Неутомимый говорун в обществе мужчин, Мелоун лишался дара речи, как только попадал в общество дам; однако три фразы всегда имелись у него наготове:
Первая: «Вы сегодня гуляли, мисс Хелстоун?»
Вторая: «Давно ли вы видели вашего кузена?»
Третья: «Как идут дела в воскресной школе?»
Когда эти вопросы были заданы и ответы на них получены, разговор иссяк, и между Каролиной и Мелоуном прочно воцарилось молчание.

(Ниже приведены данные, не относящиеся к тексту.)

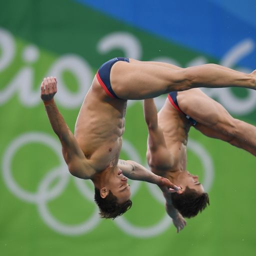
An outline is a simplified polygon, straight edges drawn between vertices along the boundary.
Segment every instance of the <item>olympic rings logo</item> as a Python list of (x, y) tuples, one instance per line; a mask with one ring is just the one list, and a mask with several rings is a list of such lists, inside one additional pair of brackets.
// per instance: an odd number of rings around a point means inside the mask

С Донном дело обстояло хуже. Он был нуден и надоедлив, а его пошлая болтовня отличалась к тому же и ядовитостью: он бранил обитателей Брайерфилда, да и весь Йоркшир в целом; сетовал на отсутствие здесь хорошего общества и на всеобщую невежественность; возмущался непочтительностью простолюдинов к дворянам; насмехался над привычками здешних жителей, которым, по его мнению, не хватало хорошего вкуса и уменья одеваться, словно сам он принадлежал к сливкам общества, что, однако, трудно было предположить по его манерам и внешнему облику. Он, очевидно, полагал, что подобного рода нападки должны бы возвысить его во мнении мисс Хелстоун или любой другой дамы; между тем он достигал обратного – во всяком случае с Каролиной – и окончательно ронял себя в ее мнении; иногда, слушая, как этот ничтожный болтун порочит ее родной край, она, уроженка Йоркшира, загоралась негодованием и, резко обернувшись к нему, высказывала ему в глаза горькие истины: она говорила, что упрекать других в неотесанности – еще не признак хорошего воспитания и что плох тот пастырь, который постоянно высмеивает свою паству. Ему, как служителю церкви, доказывала она, не пристало сетовать на то, что приходится посещать только бедняков и произносить проповеди только перед бедняками. Неужели он полагает, что духовный сан принимают ради того, чтобы облачаться в роскошные одежды и восседать во дворцах? В подобного рода суждениях все трое младших священников усматривали недопустимую дерзость и неблагочестие.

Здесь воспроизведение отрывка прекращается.